Link ouvre le festival Nantes by Fac. Un choix périlleux ? Plutôt une découverte, une contamination, des oreilles jusqu’aux pieds, d’une musique qui donne autant envie de bouger que de l’écouter calmement.
Link n’a pas à rougir de sa performance en première partie d’As Dragon. Dès le premier pas posé sur la scène de Nantes by Fac, le jeune groupe suscite un enthousiasme démonstratif. Eva (chant), Grégoire (basse/clavier),Vincent (guitare), Benjamin (batterie) et Carole (vidéaste) pensaient-ils l’été 2003 où ils commencèrent à jouer ensemble que leur expérience les conduirait à préparer un maxi pour cet automne ? " Nous avons passer du temps à créer un répertoire, à être abouti avant d’arriver sur scène."
Les images de plantes, de végétation de toutes sortes, attendent l’arrivée de leur musique jungle trip-hop. L’étiquette comme les images se fondent derrière une musique, réellement inqualifiable. "Nous nous sommes réunis avec l’idée de l’électro mais nous voulions faire la démarche inverse en s’inspirant d’abord du chant, tenter de faire de l’électro mais avec une acoustique...Nous ne sommes pas enfermés dans cette étiquette, en live nous avons aussi notre énergie rock". Link sait s’adapter, se mouvoir entre "l’électro, point de ralliement" et d’autres influences personnelles : drum’n bass, jazz, rock, hip hop...

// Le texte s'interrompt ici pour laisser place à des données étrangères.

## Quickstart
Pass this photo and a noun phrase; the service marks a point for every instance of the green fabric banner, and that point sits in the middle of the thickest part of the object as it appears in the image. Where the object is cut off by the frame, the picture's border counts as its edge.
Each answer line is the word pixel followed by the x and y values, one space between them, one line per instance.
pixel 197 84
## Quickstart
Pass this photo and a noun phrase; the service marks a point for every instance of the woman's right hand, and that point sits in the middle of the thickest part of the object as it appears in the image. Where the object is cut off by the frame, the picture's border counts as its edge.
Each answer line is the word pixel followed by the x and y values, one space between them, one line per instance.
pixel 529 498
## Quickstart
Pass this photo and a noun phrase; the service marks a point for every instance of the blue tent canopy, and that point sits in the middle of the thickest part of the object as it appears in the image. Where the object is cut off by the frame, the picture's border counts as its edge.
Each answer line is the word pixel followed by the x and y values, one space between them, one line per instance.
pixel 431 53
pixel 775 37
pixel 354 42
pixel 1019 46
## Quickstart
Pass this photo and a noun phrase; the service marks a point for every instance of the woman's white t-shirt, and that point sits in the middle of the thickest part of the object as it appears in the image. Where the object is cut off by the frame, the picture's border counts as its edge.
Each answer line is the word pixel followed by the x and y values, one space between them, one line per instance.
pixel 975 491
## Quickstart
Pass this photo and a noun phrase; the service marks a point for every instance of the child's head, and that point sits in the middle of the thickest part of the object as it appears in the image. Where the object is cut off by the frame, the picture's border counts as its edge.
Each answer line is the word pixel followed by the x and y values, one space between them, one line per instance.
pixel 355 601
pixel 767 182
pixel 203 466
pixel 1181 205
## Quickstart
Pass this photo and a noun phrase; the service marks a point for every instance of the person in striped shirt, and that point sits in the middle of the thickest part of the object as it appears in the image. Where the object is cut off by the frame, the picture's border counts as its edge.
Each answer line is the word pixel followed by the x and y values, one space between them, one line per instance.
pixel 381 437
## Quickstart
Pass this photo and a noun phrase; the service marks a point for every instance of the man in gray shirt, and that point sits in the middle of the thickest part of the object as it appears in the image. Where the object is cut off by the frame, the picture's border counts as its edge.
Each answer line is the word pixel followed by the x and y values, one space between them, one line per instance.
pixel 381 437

La voix d’Eva a cependant peu d’équivalent dans le paysage musical, à moins de voyager vers les contrées de Björk. Déroutant, insaisissable, ils glissent entre les étiquettes et les a-priori. La vidéo les entoure, leur crée une identité visuelle mais se joue elle aussi du public en construisant des environnements tantôt abstraits, tantôt ancrés dans la réalité, mais sans jamais l’imiter. La frontwoman se montre chaleureuse puis installe dans sa voix une émotion qui contraste avec les beats électro reconstitués par le batteur. Grégoire éclaire le projet du groupe ; " Avant tout, faire de belles chansons, avec un groove interressant, des harmonies. Nous voulons d’abord être un bon groupe avant d’être un groupe qui joue bien."
Le nom choisi s’avère être "un nom pratique, pour rassembler les arts vidéos, l’aspect sonore électro/acoustique, et même la danse avec la performance d’Eva sur scène. C’est un mot moderne qui finalement nous représente bien". Le public du festival saisit ce lien lancé par un live parfaitement maîtrisé. Certains s’accrochent à la présence rassurante d’une basse rythmée, d’autres se laissent porter par une guitare sensible, ceux qui ne tiennent pas en place se rallient à la batterie."Chacun trouve sa place, la voix assez planante est devant pour la mélodie mais l’ensemble compte pour construire quelque chose d’inhabituel".
Le maxi promet-il d’être aussi concentré en énergie ? "Pour ce projet nous avons voulu tenter des featuring, faire venir un quatuor à cordes, un choeur de voix... Nous voulons aller plus loin dans les morceaux pour ce disque, la scène est plus du côté du plaisir. Cette création promet d’être propre et assez léchée. A terme on s’orientera peut être vers une démarche de collectif, sans chercher à faire quelque chose qui plaît à tout prix." Pas de panique, le live continue pour nous destabiliser encore.